Your sister met her husband through an online dating site, your buddy let artificial intelligence choose chill music for his dinner party, and you’ve been known to buy camping equipment targeted at you through social media.
So how about letting a robo advisor manage your portfolio?
If you’re considering taking the robo route, read on – we’re taking you behind the curtain.
What is a robo advisor?
To begin with, so-called “robo advisors” are neither robots nor advisors. A better, but less catchy, term is automated investment manager. These have been around for about 10 years, although only about half that long in Canada, where they were a bit slower to catch on.
Even now, only 23 per cent of Canadian investors are aware of robo advisors, and 18 per cent of those have ever used one, according to the 2018 Canadian Mutual Fund Investor Survey by the Investment Funds Institute of Canada,
The benefits of robo advisors – offered by companies like Wealthsimple, Nest Wealth or BMO’s SmartFolio – include low fees and index investing that take emotion out of the equation.
Robo advisors use algorithms, or instructions describing how to perform a task, to buy and sell appropriate investments for individuals based on information those individuals have fed into their computers. They can’t think for themselves, but they can be programed to ask investors certain questions and take actions based on the answers.
They also don’t do much advising. Some of the platforms arrange an initial phone call between an investor and a human being who acts as a type of gatekeeper. Some have representatives on hand who can answer investors’ questions when they crop up.
Robo advisors can also send you emails or messages based on your preferences, what you’re invested in and what time of year it is (think: RRSP season and tax time).
But actual advice is limited, as is the number of people able to provide it, and that’s one of the main reasons their fees are so low.
How does a robo advisor work?
The algorithms used to determine which investments to buy and sell are designed by humans – typically quantitative analysts with deep financial backgrounds – and based on optimization programs that take into account the history of returns for different asset classes, like stocks and bonds.

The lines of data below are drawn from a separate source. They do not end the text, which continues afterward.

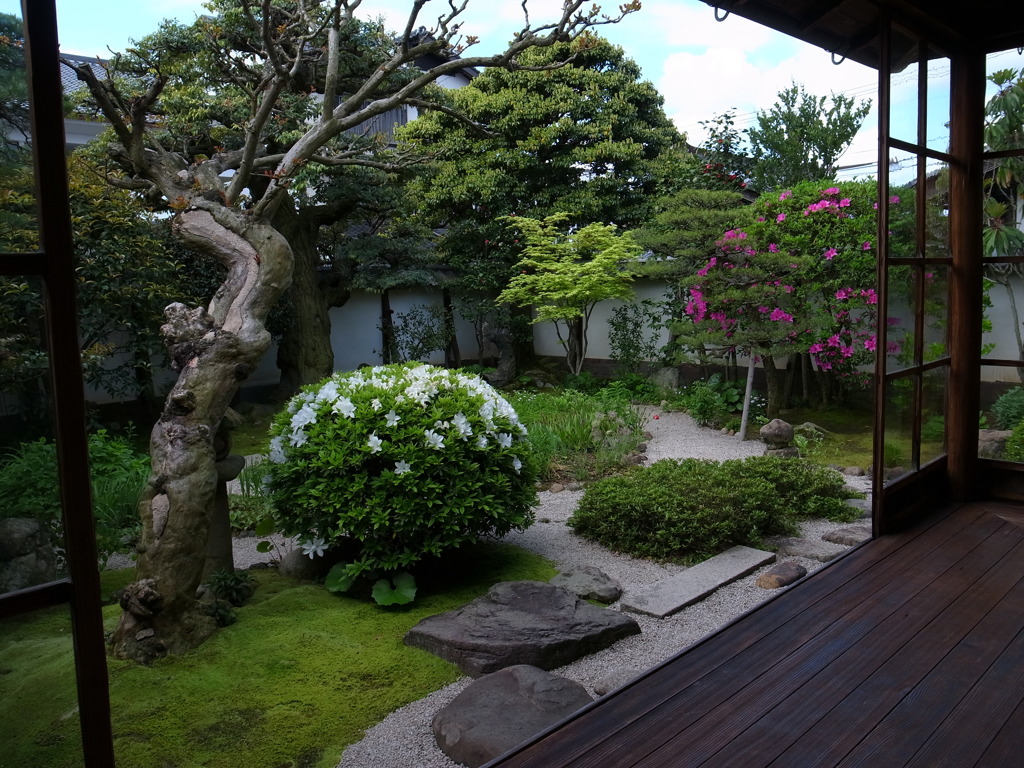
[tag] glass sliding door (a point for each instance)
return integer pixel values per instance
(915, 262)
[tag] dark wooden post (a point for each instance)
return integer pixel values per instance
(966, 137)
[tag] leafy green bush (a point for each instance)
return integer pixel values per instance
(1014, 451)
(400, 461)
(692, 509)
(29, 487)
(1009, 409)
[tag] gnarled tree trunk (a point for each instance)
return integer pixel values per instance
(213, 350)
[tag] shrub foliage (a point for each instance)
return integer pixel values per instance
(402, 461)
(692, 509)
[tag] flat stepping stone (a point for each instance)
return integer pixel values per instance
(810, 549)
(849, 536)
(675, 593)
(518, 623)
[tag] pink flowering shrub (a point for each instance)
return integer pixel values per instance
(800, 278)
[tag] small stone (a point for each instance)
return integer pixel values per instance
(777, 433)
(781, 574)
(589, 583)
(613, 680)
(503, 710)
(849, 536)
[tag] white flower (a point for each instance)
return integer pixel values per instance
(278, 450)
(432, 439)
(304, 416)
(462, 424)
(313, 547)
(344, 407)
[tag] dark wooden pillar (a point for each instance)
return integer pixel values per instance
(966, 137)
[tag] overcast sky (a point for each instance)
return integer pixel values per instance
(701, 67)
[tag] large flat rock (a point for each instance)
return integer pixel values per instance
(675, 593)
(517, 623)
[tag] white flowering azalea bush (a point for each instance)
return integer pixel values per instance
(406, 461)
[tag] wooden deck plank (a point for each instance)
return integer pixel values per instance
(983, 713)
(1009, 744)
(660, 710)
(904, 730)
(803, 655)
(841, 727)
(794, 693)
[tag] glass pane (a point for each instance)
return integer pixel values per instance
(903, 216)
(18, 227)
(938, 102)
(898, 448)
(1001, 411)
(39, 709)
(937, 214)
(936, 280)
(903, 84)
(31, 536)
(900, 320)
(933, 413)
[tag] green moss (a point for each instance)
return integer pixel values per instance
(299, 677)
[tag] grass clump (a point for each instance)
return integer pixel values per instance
(689, 510)
(579, 435)
(301, 675)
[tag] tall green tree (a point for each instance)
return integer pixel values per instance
(802, 137)
(586, 139)
(222, 121)
(126, 275)
(564, 273)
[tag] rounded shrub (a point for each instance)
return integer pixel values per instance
(1009, 409)
(401, 462)
(692, 509)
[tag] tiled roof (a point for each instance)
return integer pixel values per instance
(70, 81)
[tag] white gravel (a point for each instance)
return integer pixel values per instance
(404, 738)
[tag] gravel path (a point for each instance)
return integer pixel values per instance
(404, 738)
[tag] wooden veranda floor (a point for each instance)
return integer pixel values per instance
(908, 651)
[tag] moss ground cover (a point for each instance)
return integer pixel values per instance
(300, 675)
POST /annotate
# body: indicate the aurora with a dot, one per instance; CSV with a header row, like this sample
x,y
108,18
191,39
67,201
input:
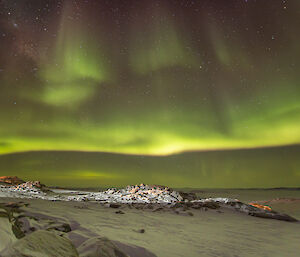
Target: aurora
x,y
149,78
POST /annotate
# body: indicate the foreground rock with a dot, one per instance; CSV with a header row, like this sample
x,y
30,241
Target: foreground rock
x,y
100,247
41,243
143,196
11,180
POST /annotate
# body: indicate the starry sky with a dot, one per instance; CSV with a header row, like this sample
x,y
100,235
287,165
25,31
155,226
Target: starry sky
x,y
117,92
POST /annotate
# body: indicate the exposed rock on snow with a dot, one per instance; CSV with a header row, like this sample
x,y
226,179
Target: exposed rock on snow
x,y
140,197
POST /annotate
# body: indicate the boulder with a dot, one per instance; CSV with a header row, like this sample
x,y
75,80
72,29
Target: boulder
x,y
100,247
41,243
11,180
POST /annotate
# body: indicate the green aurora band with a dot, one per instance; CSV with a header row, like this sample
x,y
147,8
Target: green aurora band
x,y
150,79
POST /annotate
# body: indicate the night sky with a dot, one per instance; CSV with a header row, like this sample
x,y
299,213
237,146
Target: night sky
x,y
184,93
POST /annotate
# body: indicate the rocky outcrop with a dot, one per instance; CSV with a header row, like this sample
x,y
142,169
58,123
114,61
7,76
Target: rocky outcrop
x,y
100,247
11,180
41,243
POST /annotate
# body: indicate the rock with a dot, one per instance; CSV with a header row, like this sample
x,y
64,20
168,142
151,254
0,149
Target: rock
x,y
11,180
188,196
115,205
64,227
41,243
100,247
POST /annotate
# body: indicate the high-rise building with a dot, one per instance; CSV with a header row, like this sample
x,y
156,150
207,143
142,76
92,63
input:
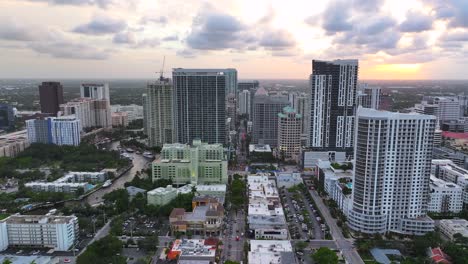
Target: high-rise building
x,y
245,102
95,91
444,108
7,117
265,117
200,163
50,96
392,169
333,92
119,119
252,87
248,85
200,104
289,134
91,112
231,110
158,117
144,99
303,108
368,96
64,130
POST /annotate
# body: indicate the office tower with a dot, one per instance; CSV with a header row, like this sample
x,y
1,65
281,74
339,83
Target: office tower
x,y
119,119
245,101
303,108
392,169
64,130
368,96
231,110
231,80
250,86
444,108
333,92
49,231
158,116
200,104
293,97
144,99
265,117
200,163
38,131
289,134
91,112
50,96
95,91
7,117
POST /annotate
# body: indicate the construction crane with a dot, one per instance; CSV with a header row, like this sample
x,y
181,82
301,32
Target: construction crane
x,y
161,77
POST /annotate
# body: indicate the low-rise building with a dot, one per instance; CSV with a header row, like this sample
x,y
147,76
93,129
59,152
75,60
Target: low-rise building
x,y
288,179
119,119
194,251
444,197
13,143
133,191
265,217
70,183
271,252
216,190
200,163
310,158
337,183
447,170
205,219
450,227
57,232
162,196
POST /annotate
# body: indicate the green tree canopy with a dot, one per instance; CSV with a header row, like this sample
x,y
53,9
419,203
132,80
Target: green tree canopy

“You go back a long period of time and you feed the information into an optimization program,” said Eric Kirzner, professor emeritus at the University of Toronto’s Rotman School of Management. Kirzner developed these types of algorithms for Schwab Canada years ago and has been part of Wealthsimple’s advisory committee.
“You put in some constraints, maybe limiting how much you can allocate to a certain class. And, if it’s a well-designed program and you’ve got very good data, then what should come out is a set of sample portfolios for different risk tolerances and different objectives.”

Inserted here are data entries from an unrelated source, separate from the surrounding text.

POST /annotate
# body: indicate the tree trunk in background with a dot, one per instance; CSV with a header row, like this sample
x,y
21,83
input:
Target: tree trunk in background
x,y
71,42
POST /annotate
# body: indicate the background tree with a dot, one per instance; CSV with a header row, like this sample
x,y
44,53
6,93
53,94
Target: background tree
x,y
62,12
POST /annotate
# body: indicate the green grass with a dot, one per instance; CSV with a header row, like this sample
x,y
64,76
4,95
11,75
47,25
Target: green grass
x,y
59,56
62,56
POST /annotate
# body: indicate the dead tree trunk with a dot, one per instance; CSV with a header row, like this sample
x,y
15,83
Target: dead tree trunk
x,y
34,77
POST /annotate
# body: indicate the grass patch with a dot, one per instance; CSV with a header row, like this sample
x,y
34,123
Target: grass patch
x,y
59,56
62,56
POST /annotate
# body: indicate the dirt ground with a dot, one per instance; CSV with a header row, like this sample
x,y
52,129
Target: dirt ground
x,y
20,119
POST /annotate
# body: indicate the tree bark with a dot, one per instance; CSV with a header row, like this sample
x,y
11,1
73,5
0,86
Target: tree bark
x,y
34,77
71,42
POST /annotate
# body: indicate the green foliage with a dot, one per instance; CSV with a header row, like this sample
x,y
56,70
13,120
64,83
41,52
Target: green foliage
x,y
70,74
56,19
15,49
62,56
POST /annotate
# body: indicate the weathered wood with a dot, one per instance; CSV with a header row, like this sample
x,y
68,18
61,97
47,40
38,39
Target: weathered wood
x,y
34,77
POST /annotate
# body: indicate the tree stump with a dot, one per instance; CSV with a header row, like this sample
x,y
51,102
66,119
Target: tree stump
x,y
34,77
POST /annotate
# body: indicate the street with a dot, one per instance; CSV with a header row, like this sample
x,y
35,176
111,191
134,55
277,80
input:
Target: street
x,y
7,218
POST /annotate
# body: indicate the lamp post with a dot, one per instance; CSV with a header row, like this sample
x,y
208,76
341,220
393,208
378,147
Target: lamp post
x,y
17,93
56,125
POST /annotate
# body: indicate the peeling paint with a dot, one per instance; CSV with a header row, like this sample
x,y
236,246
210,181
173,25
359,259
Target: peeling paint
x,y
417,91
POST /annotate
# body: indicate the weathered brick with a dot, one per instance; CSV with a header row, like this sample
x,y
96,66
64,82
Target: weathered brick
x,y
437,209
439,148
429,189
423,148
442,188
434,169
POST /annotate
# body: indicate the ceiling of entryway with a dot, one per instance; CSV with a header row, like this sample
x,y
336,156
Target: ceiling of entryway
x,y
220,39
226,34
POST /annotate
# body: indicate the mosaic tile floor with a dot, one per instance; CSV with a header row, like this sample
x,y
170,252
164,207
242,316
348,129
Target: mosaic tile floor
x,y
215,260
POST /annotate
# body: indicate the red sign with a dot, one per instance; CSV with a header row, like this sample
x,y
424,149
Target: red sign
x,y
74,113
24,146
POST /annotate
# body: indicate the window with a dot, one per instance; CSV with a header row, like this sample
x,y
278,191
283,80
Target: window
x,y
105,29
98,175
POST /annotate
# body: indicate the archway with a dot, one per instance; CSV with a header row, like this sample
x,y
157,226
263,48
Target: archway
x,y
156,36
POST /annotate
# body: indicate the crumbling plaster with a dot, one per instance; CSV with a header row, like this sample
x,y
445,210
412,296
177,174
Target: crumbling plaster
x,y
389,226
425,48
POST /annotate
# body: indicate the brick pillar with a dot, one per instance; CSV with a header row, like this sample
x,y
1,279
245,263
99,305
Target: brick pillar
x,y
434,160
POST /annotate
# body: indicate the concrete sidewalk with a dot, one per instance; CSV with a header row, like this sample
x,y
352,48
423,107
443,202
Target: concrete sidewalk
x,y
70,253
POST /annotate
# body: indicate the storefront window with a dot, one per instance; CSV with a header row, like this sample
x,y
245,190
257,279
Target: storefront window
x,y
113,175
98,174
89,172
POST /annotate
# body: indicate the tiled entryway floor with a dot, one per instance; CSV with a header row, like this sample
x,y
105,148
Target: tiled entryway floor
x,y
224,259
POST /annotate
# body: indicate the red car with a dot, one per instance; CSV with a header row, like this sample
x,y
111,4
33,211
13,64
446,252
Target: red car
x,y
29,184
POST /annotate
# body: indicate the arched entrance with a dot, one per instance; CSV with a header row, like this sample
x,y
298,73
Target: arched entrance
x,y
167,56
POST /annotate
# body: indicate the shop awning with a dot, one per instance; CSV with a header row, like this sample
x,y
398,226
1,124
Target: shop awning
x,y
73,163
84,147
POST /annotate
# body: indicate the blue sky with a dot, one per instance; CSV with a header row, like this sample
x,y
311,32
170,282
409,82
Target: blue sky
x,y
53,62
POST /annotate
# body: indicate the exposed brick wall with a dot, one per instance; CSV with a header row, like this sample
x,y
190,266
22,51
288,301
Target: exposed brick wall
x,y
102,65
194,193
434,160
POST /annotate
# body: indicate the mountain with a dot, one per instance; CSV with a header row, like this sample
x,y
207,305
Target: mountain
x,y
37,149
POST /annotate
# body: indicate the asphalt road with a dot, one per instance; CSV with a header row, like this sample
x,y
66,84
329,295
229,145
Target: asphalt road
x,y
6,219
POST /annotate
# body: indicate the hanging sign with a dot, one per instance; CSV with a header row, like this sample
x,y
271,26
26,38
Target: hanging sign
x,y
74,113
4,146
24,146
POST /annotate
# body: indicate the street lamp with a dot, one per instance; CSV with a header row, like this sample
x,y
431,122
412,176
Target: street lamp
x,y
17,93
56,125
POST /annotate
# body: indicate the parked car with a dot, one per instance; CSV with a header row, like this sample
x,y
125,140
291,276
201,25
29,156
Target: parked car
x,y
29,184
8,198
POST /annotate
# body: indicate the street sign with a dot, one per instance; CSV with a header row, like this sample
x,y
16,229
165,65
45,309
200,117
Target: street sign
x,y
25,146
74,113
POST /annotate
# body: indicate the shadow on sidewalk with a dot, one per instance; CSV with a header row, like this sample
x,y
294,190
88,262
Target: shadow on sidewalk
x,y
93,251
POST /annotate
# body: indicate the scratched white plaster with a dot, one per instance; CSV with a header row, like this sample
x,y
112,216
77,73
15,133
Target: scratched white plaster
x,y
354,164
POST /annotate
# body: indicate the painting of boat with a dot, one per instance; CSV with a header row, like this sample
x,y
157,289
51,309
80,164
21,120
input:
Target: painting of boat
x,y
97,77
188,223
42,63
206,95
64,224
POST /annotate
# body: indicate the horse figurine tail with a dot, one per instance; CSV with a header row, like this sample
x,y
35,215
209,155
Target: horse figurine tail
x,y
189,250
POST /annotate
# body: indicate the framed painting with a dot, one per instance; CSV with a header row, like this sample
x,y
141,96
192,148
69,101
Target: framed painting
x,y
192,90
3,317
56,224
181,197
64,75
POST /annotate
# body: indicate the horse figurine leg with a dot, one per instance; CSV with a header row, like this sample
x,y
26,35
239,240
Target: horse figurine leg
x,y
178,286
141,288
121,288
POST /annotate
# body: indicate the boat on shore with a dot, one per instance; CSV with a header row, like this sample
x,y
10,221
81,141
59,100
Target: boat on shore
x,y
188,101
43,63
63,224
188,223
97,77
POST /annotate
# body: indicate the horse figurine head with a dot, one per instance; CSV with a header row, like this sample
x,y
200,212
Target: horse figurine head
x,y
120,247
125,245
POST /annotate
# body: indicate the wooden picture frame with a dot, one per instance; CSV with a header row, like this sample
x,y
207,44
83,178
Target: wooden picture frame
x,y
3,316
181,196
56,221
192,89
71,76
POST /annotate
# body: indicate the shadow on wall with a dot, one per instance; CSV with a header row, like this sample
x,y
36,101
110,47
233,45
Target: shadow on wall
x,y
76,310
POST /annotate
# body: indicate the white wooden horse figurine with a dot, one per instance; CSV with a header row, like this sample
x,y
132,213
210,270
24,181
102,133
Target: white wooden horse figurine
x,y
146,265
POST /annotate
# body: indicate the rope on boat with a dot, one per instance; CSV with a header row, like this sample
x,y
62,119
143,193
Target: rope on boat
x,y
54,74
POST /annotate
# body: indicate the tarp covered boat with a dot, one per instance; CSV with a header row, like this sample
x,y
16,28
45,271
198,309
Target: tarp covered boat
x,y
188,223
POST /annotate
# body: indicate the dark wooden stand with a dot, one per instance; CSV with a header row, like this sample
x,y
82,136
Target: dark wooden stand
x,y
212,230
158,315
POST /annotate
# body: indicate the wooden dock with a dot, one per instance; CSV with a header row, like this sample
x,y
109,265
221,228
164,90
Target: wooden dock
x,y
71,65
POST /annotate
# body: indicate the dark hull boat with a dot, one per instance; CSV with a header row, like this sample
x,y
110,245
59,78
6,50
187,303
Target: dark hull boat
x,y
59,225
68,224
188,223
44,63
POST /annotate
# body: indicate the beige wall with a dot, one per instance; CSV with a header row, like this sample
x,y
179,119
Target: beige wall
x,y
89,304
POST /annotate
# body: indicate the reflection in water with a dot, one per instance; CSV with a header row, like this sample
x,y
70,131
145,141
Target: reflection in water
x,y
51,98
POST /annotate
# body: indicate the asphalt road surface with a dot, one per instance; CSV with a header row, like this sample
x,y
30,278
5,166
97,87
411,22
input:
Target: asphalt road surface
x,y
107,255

After their programs have determined what asset mix is best for which investors, other humans have to decide which specific products should be used in which types of portfolios to achieve the mandated asset mixes.
From there, it’s just “set it and forget it.” The software will automatically keep your portfolio balanced through market ups and downs.
Some programs will perform additional tasks, such as initiating trades to decrease your taxes, which is known as tax-loss harvesting.
Is a robo advisor right for you?
If you like keeping fees to a bare minimum and you don’t require much hand holding, a robo advisor might be for you.
Some investors might be wary about trusting the nameless, faceless people and programs behind these automated online investment platforms.
But it’s really no different from determining whether you can trust your human advisor and their supporting staff and technology, Kirzner said.
“There is some due diligence you may want to do as a potential investor, in terms of going to various websites and talking to some people who have used different platforms to give yourself some confidence that what you have is a well-designed, top-of-the-class type product,” Kirzner said.
“It’s the same thing that you would go through, the same selection process, if you were selecting a financial advisor.”
Finally, ask yourself how you would feel dealing with a robo advisor if your portfolio starts to tank.
Markets haven’t experienced a prolonged downturn since the advent of robo advisors, and no one is sure how investors will react when they do.
“I don’t know how investors who started out with robo advisors, and that’s been their only experience, are going to behave,” Kirzner said.
“You would hope that in a market period of extreme volatility the robo advisor firms would be sending out notes to their investors, providing some guidelines on how they should handle this.
But is it their job to call every investor and spend an hour talking to them? I don’t think so.”